Tu as longtemps eu la même trajectoire que Zinho Vanheusden. Tu as eu de ses nouvelles récemment après sa blessure?

SENNA MIANGUE: J’adore ce mec, c’est vraiment dommage ce qu’il s’est passé. Il est dans le club de son coeur, il s’éclate et là, il est de nouveau brisé en plein élan. La différence entre lui et moi, c’est que lui était extra motivé quand il est arrivé au Standard. Plus que moi, qui avait déjà joué en Serie A. Contrairement à lui, je pensais que j’étais déjà arrivé en revenant en Belgique. Lui avait encore tout à prouver, et ça a fait une sacrée différence.

Comme lui, tu as aussi connu une grave blessure à tes débuts en Italie. Comment c’était la vie à Milan pour un jeune ado?

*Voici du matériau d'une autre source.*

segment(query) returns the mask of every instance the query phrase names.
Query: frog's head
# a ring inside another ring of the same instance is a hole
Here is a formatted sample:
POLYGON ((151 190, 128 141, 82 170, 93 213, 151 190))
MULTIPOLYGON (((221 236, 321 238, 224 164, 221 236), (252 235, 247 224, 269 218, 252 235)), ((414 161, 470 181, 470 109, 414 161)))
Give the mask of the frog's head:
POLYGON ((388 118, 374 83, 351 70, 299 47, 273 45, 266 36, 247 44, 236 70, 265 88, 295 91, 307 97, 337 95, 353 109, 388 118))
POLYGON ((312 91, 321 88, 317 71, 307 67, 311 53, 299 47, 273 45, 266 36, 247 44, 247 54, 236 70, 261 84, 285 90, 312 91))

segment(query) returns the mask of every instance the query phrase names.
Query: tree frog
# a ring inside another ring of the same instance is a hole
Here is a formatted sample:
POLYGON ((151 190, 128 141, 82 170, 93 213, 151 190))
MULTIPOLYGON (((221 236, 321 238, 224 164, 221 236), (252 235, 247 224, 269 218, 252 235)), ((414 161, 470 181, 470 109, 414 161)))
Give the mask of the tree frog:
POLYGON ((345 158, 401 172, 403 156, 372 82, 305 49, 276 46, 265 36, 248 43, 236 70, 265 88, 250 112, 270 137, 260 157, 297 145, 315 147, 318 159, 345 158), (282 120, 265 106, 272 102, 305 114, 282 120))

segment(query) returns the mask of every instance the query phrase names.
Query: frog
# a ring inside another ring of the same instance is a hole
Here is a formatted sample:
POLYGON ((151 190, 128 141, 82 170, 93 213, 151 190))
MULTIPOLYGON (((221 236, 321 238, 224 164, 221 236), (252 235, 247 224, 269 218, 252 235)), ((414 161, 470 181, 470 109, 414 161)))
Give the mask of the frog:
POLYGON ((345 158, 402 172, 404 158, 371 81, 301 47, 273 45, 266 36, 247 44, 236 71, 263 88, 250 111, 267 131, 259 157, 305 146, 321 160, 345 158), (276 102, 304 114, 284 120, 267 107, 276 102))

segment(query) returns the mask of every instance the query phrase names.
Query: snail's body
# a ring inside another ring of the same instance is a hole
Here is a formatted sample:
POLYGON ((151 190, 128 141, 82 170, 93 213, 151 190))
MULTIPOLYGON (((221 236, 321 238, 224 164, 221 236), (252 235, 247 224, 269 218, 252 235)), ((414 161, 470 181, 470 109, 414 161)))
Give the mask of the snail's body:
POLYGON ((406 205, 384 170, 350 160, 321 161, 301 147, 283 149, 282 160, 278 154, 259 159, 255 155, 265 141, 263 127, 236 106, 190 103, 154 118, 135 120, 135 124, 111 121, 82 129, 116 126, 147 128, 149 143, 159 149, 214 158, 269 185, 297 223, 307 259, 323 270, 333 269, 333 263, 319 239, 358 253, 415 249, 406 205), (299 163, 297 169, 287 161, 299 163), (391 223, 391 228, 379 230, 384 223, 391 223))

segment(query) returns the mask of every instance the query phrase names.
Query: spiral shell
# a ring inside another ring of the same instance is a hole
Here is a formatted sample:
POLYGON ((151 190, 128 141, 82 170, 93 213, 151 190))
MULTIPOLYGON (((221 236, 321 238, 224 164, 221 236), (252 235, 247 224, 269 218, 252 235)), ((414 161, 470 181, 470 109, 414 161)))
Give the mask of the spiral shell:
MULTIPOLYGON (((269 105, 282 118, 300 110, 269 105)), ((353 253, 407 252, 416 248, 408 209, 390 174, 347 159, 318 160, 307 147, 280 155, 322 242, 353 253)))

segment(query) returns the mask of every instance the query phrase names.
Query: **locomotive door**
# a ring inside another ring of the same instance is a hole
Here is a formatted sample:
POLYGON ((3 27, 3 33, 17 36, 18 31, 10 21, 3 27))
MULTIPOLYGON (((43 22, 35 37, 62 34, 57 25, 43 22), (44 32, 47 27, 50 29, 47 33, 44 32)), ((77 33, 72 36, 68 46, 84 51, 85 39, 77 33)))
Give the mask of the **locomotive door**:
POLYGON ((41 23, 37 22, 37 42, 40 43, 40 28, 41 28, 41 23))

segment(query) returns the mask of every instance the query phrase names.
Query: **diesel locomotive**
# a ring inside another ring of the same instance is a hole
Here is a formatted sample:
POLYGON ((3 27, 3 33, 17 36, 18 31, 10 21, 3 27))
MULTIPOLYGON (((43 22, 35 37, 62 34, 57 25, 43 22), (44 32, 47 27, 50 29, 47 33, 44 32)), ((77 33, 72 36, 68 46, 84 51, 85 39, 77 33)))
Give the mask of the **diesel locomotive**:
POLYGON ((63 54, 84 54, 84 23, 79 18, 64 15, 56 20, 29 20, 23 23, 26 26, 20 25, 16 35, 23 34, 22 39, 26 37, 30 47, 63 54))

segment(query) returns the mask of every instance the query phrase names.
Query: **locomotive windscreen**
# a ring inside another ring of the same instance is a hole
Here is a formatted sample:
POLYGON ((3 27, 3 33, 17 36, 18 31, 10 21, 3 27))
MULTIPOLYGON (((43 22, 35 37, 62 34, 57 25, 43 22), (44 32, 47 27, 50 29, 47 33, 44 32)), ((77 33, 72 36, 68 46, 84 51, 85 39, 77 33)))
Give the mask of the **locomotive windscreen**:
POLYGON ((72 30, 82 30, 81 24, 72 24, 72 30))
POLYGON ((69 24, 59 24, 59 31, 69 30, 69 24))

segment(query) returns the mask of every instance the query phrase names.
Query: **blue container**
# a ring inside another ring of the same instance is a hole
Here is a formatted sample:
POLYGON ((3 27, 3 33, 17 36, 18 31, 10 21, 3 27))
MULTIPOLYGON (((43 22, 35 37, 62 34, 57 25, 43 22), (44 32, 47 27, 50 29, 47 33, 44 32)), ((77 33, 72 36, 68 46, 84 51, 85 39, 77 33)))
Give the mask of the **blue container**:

MIANGUE: J’ai souffert d’une pubalgie pour ma première saison. J’avais seize ans et ça a été très dur à vivre. J’étais encore un gamin, mais j’avais tout plaqué pour le foot. Sauf que là, j’étais privé de ballon. Le matin, je partais l’école, mais je ne parlais pas italien et l’après-midi, de 15 à 18 heures, quand les autres allaient à l’entraînement, moi j’étais en rééducation. Exercices, thérapie et ainsi de suite pendant huit mois. Ça m’a tué. Tous les soirs, je rentrais dans la grande maison où je vivais. Avec des Roumains, des Français, des Portugais, des Espagnols, des Brésiliens. Du coup, j’appelais ma mère, presque en pleurs. Je lui disais que je voulais rentrer en Belgique, arrêter le foot. Évidemment, il y a toujours pire, mais quand tu as vécu ces moments-là étant plus jeune, tu es blindé, je crois. Je me suis aussi posé des questions pendant deux ans au Standard, mais grâce à cette expérience-là, j’ai gardé le moral. De toute façon, arrêter le foot, mais pour quoi faire? Je n’ai pas fini l’école, je ne sais faire que jouer au foot.